Several health experts have warned that the narrow scope of the HSR system undermines the idea of the rating system.
“There will be no perfect system for every single food but, once you’ve taken account of all the evidence, it has to have some sort of logical consistency — otherwise it gets undermined and people don’t understand what’s right and not right and why,” Anna Peeters, the director of the Institute for Health Transformation at Deakin University, told The Sydney Morning Herald.
Peeters has asked Australian politicians not to discount olive oil’s unique health properties and instead suggested that the HSR system should align more closely with “what consumers logically understand about healthy food choices.”
In its report, MPS Consulting insisted that olive oil could not be differentiated from other cooking oils “on the basis of factors not considered for any other product.”
Other advocates for a change in olive oil’s health ranking argued that instead of scrapping the whole system, the amount of saturated fats allowed in foods with an HSR score of five (the healthiest) should be increased.
At present, packaged foods are required to have a saturated fat content of less than 12 percent to be considered for the five-star rating. Olive oil has a saturated fat content of 14 percent and receives an HSR of three to 3.5 (depending on its grade).
“Some stakeholders suggested that all edible oils with less than or equal to 15 percent saturated fat should automatically score an HSR of five,” MPS Consulting wrote. “However, this result cannot be achieved through the HSR calculator without equally increasing the HSRs of margarines and non-dairy blends with saturated fat less than or equal to 15 percent, significantly reducing discrimination between products in this category.”
Joanna McMillan, a nutrition scientist and dietician at Latrobe University, in Melbourne, and scientific advisor for Boundary Bend, thinks that the HSR system is too narrowly focused on single ingredients and should instead focus on entire diets.
“Nutritional science has moved away from single nutrients like saturated fat and more into dietary patterns,” McMillan told The Sydney Morning Herald. “Eating a party pie is not the same as eating a piece of cheese even if they have the same saturated fat.”
Other advocates for changing olive oil’s health ranking have called for edible oils to be exempt from the HRS system, similar to single-ingredient foods such as salt and sugar.
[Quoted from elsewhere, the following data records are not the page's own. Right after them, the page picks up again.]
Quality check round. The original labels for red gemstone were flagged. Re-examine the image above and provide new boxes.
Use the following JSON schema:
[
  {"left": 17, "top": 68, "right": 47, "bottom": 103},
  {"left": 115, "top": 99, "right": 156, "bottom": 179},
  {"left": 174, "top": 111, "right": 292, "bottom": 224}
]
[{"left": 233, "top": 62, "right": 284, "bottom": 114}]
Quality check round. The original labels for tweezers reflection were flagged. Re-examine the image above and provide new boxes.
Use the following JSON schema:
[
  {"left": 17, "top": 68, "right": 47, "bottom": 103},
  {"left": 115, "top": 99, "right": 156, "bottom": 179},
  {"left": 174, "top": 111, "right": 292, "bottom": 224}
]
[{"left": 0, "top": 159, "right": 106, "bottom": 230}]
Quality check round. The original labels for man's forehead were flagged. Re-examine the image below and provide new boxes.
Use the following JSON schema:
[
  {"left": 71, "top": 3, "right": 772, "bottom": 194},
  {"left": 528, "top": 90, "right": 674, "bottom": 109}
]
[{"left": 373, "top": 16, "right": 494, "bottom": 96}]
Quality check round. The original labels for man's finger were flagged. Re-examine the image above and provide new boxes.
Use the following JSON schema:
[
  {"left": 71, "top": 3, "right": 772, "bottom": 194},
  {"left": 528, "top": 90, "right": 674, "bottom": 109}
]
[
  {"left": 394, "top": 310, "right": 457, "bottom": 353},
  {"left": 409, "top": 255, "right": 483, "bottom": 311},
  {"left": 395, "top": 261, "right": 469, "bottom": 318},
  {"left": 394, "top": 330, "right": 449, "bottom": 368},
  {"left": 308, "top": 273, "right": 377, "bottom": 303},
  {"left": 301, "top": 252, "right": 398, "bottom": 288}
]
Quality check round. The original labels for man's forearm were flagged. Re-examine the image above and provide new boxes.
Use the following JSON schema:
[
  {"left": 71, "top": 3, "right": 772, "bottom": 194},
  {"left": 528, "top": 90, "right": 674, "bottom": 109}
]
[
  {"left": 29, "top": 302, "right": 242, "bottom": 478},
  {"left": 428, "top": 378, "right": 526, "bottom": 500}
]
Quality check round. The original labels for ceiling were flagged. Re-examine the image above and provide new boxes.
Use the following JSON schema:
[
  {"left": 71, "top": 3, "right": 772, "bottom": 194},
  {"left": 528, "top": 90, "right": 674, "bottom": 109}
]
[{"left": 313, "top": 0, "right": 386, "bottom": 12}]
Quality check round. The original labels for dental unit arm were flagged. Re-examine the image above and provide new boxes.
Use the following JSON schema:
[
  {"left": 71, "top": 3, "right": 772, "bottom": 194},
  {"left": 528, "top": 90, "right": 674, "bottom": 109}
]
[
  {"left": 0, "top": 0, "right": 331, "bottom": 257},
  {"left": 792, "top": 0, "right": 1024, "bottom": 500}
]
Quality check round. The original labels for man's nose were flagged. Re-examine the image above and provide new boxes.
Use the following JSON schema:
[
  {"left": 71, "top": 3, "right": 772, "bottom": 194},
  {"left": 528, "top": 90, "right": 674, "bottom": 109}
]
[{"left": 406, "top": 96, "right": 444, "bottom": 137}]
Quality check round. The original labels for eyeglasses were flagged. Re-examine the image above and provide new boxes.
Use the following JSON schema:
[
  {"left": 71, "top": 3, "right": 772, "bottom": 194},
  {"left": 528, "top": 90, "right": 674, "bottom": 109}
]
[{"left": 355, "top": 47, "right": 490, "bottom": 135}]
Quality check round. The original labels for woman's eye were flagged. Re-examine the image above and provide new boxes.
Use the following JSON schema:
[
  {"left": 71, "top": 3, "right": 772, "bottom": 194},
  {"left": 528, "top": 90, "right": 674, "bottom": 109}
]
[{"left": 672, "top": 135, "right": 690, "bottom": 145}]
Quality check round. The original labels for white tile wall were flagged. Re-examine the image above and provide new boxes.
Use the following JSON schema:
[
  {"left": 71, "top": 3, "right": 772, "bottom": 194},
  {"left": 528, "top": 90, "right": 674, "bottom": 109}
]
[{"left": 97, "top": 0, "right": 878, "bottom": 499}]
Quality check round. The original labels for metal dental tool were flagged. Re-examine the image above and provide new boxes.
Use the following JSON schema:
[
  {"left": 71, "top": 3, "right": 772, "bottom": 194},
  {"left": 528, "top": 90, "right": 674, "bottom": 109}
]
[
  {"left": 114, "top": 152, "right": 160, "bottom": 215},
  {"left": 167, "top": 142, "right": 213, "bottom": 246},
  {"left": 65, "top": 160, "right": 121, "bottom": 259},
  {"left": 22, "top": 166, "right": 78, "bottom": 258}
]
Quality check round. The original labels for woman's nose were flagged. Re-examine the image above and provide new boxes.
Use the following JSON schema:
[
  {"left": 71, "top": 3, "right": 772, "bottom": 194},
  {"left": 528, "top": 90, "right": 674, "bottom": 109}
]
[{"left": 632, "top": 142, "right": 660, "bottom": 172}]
However, MPS Consulting responded that other single-ingredient packaged food items, such as fruits, vegetables, meats and rice all received a rating, which helps customers make informed decisions.
“Removing edible oils from the system would limit the information available to consumers to make healthier choices in this category,” the authors of the report wrote.
State and federal ministers from both countries are expected to make their final decision on the issue at the food regulation meeting in November.